Once again, fans have plenty of reason to thank MGM for supplying a
really nice DVD collection. Every episode in the set has a
full-length audio commentary, and what's more, they're good
commentaries, with interesting insights into the making of the
episode. The participants vary depending on the episode, but we
always get some combination of the episode's director, the visual
effects producer, the director of photography, and the writers.
Amanda Tapping also contributes to "Red Sky."
Apart from the commentaries, we get a few minor special features
spread across the discs. Three "SG-1 Video Diaries" appear
here, each about 10 minutes long. Amanda Tapping, Christopher Judge,
and Michael Shanks were each given a camera and told to go film
behind-the-scenes material for the DVD, and each takes a slightly
different tack. Tapping gives more of a broad overview, showing the
sets and introducing the crew (we get to meet the stand-ins, for
instance), Shanks takes a light-hearted approach that includes a
"behind-the-scenes look at the behind-the-scenes" material,
and Judge's contribution (the most interesting) is somewhat more
For miscellaneous material, we have an incredibly lame featurette
called "Inside The Tomb," which is basically just a
6-minute recap of that episode, and a 6-minute piece called "Dr.

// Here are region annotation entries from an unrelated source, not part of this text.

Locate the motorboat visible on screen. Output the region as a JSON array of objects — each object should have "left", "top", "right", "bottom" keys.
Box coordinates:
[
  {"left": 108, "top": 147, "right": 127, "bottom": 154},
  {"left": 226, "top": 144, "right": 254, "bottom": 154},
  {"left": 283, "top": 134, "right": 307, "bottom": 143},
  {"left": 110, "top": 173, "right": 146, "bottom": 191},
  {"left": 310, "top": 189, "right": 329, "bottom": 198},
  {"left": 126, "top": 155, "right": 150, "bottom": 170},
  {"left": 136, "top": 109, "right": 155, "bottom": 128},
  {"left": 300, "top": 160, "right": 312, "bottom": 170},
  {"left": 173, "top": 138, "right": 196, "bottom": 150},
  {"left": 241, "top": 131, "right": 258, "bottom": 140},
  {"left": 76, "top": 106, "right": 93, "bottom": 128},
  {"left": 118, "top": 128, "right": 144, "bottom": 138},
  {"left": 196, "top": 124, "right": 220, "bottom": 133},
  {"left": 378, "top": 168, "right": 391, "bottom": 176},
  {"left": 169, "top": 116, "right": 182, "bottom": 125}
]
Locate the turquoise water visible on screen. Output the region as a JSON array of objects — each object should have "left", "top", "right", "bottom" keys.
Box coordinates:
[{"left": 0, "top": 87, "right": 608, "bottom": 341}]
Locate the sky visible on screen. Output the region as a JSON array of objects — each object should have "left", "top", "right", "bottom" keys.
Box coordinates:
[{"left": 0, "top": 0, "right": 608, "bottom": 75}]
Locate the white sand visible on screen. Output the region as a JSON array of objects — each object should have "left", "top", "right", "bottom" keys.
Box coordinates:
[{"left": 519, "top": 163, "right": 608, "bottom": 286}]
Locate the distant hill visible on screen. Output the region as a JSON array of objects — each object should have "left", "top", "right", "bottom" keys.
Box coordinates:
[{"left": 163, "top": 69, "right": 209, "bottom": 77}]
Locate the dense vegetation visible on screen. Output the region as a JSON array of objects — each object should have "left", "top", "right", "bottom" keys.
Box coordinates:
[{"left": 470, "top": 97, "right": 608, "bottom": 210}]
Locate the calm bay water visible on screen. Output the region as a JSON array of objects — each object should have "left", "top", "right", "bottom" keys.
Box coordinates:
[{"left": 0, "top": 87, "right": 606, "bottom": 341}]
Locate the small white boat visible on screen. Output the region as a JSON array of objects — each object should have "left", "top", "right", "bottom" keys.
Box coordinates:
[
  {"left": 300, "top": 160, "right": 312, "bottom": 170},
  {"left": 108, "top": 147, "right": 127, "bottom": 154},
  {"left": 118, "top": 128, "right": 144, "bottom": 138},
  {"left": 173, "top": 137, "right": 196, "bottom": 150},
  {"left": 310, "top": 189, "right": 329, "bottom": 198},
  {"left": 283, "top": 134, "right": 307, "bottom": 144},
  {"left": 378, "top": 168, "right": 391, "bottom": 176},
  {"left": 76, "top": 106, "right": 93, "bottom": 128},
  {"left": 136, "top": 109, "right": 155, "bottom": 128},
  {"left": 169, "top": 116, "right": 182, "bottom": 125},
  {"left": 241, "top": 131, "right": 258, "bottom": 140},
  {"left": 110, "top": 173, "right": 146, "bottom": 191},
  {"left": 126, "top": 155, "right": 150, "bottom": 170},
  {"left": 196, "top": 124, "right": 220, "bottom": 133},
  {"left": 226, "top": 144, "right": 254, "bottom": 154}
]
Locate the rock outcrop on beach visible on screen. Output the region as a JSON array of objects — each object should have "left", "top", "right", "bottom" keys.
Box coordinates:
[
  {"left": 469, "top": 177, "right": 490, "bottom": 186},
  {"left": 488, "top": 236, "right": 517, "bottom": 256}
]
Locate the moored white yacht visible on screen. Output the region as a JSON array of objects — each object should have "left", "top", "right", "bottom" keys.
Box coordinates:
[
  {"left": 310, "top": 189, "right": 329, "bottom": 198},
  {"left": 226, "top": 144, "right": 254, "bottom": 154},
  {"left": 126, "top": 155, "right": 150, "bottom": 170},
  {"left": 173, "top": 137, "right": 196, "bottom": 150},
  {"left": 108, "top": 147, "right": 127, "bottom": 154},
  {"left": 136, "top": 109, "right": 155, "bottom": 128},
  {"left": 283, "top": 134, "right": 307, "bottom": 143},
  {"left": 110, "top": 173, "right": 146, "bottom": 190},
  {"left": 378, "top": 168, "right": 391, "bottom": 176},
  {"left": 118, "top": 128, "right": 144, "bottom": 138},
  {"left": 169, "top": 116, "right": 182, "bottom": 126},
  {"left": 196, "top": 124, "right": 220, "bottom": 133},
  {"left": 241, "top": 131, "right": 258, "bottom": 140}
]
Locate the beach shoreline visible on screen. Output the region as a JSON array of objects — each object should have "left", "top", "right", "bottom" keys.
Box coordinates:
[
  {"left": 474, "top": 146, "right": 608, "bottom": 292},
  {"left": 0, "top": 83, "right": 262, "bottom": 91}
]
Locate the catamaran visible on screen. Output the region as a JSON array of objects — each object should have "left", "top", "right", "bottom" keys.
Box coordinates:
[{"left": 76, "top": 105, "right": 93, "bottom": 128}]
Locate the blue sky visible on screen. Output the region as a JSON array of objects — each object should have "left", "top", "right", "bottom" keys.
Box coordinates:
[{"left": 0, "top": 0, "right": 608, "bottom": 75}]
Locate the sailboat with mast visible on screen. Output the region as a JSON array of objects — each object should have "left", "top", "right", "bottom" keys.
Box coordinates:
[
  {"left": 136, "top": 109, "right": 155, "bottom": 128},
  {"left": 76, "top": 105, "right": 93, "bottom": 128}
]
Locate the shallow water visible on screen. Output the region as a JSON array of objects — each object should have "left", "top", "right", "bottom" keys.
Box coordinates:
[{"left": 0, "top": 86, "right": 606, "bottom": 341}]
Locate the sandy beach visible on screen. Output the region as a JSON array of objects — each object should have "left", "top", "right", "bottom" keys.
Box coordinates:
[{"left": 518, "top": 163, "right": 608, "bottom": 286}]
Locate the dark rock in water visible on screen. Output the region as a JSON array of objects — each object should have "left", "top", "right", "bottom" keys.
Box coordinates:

Jackson – A Tribute," featuring Michael Shanks reflecting
on the evolution of his character.
SG-1 has been on a roll, turning out season after season of
high-quality, intelligent science fiction and proving that a show can
feature action and adventure while aspiring to more than just lots of
explosions and fight scenes. In addition to many excellent
stand-alone episodes, Season 5 continues to develop the struggle
against the Goa'uld, and makes great use of drawing on backstory as
well as adding new and interesting elements to the mix. With a nice
transfer and a full slate of audio commentaries to boot, Stargate
SG-1: Season 5 is highly recommended.